Specific things I learned at TASK

1. Being poor can happen to anyone; you can be middle class or even upper class and experience catastrophic illness, divorce, job loss.

  • I have many things that were given to me. If I hadn’t been born when I was, where I was, to the parents I was,
  • I could be in poverty myself.
  • I didn’t get to choose being white, male, tall, deep voice, father who was an Ivy League graduate.
  • If I were growing up in the same circumstances as some of the kids growing up in the inner city, I’d be coming to the soup kitchen – but not as an employee or volunteer but as a patron.

2. Helping others is very rewarding – and maybe a good way to help yourself; to help reduce human suffering can be very healing to yourself.

3. Listening (active and engaged) is hard work – but very important – Astro example – takes humility.

4. Self Care is important – see major challenges above.

The book I co-authored – Mission Possible: How You Can Start and Operate a Soup Kitchen - 14 chapters on how to start or expand a soup kitchen – only three of the 14 chapters are about food – board management, staff management, volunteer management, financial management, safety and security.

Original intent was to replicate TASK across the nation, but when you go on the World Wide Web (www), it’s world-wide!

Website, You can download the book free – PDF download in Adobe. You can buy hard copies through Amazon or Barnes & Noble.

We have Google Analytics - last month we had 44 states, 126 countries, 4,000 visitors around the world; hundreds of downloads; response page – last question was from a guy in South Africa wondering how to deal with his local government. A challenge for me to tell someone in South Africa how to deal with his local, perhaps corrupt, government.

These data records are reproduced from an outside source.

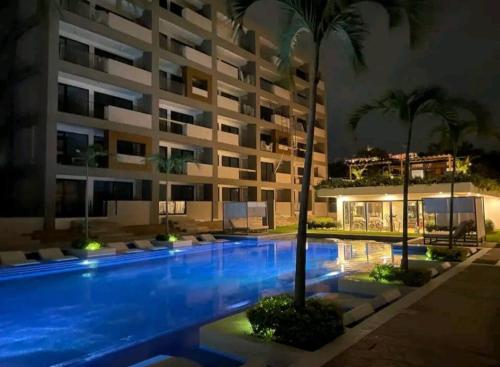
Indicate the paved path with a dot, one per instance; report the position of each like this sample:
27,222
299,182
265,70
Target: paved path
458,324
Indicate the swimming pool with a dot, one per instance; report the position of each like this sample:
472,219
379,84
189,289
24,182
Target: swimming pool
65,314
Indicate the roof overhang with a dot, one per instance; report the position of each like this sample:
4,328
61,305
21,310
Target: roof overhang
461,188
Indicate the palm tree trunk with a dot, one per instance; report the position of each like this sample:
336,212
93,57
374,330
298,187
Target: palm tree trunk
300,262
452,195
87,201
406,184
166,205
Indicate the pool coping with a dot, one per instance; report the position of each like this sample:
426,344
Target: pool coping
355,334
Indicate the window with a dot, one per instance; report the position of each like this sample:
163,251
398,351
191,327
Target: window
73,51
230,162
267,172
109,55
182,117
230,194
102,100
70,198
182,192
131,148
73,99
67,145
229,129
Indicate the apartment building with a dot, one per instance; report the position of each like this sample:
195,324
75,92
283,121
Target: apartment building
165,77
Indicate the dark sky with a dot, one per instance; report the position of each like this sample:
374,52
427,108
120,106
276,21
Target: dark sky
461,53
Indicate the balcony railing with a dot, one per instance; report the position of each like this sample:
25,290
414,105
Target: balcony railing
135,27
106,65
172,85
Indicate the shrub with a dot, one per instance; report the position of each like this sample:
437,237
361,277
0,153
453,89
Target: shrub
489,226
384,272
84,244
322,222
277,319
446,254
415,277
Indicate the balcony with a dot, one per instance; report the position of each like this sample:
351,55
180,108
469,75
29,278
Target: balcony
227,138
229,172
320,108
228,103
172,83
106,65
199,169
131,159
128,117
134,28
319,157
284,178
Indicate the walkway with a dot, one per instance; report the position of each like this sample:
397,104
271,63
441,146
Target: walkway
458,324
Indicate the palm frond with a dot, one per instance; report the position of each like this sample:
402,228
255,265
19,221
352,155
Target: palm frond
349,27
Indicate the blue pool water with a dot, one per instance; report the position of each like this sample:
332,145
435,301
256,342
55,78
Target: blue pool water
65,314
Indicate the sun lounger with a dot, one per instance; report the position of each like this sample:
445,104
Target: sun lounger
15,258
166,361
195,241
54,254
210,238
122,248
147,245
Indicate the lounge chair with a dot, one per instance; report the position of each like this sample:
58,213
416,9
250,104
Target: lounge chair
207,237
195,241
122,248
54,254
146,245
15,258
166,361
252,225
460,232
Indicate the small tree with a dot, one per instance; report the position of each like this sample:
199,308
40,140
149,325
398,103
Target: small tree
408,107
88,157
169,165
461,118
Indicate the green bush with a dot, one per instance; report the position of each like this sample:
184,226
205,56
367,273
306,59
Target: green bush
389,273
277,319
322,222
384,272
415,277
489,226
440,253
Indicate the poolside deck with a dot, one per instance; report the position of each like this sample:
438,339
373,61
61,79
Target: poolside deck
455,325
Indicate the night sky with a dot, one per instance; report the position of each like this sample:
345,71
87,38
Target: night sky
460,53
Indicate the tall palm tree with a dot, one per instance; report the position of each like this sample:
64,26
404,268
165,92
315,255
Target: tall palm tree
460,119
320,19
89,158
408,107
174,164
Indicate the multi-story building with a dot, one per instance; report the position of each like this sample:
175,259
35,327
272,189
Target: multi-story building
166,78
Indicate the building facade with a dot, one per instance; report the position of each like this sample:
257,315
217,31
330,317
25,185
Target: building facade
163,78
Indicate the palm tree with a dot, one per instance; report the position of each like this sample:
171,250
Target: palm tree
321,19
174,164
408,107
89,158
461,118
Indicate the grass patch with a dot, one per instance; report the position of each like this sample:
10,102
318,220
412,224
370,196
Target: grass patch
493,237
365,277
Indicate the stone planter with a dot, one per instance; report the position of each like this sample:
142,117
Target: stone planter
232,336
87,254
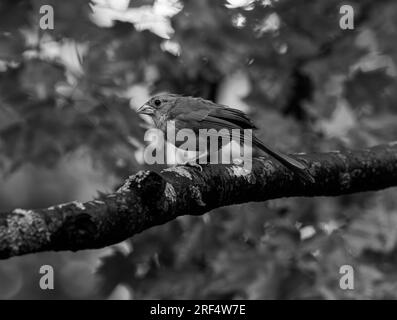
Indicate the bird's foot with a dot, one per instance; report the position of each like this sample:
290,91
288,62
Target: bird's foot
238,161
193,164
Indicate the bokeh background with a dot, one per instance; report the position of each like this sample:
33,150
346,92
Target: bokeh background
69,131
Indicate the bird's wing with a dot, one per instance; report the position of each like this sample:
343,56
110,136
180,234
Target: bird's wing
207,114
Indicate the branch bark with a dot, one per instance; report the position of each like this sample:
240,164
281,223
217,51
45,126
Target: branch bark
148,199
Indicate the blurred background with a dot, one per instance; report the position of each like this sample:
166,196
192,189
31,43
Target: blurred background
69,131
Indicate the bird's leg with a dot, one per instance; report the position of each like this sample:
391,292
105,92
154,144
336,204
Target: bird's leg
195,161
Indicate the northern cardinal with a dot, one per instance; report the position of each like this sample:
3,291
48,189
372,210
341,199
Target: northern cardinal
197,113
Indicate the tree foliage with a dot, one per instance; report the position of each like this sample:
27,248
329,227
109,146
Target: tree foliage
311,86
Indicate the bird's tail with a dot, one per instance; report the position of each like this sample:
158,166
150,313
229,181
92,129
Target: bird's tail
290,162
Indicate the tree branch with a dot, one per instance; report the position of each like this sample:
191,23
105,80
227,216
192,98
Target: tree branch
148,198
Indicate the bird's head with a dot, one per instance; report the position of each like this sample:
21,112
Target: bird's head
158,105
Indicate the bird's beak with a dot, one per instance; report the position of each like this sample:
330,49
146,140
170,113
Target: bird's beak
146,109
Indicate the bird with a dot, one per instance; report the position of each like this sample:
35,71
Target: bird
196,113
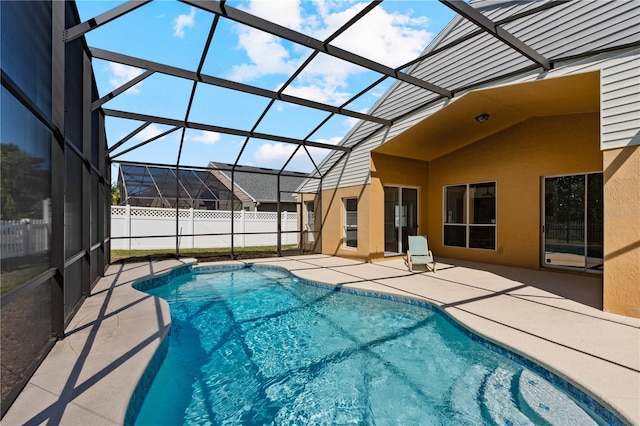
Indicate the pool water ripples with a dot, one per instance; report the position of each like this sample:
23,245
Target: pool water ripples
254,346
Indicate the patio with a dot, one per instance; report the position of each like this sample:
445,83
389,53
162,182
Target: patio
90,375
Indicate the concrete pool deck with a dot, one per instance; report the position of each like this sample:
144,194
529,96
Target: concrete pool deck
89,376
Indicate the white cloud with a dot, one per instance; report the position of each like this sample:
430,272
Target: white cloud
206,137
121,74
182,21
148,132
389,38
331,141
273,154
266,53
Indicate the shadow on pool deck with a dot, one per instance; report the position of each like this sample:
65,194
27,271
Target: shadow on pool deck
554,318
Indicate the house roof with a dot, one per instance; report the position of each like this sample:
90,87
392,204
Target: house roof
487,41
467,56
261,187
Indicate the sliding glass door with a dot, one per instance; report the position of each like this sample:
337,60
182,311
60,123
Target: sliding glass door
573,221
400,218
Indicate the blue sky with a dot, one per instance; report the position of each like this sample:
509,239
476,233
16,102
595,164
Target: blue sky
175,34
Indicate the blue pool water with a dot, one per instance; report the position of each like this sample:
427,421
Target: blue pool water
255,347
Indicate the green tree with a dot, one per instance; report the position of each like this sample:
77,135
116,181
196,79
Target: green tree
24,183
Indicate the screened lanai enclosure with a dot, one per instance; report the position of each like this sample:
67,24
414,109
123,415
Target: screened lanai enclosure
164,88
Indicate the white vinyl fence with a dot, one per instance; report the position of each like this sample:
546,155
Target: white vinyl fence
127,221
23,237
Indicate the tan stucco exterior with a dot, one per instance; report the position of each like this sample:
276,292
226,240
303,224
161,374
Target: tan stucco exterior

And, to finish, just as I typed this final bullet at midnight Saturday night, I heard that little sound that computers make when a new email has just been delivered. It was a response via the book web site from a Social Worker in Rhode Island asking the best way to expand her mission from an overnight shelter to include a meal program. So there I was typing - not just about the soup kitchen, not just about the book, not just about the web site, but about a response from South Africa when another response comes in! Sent chills up my back!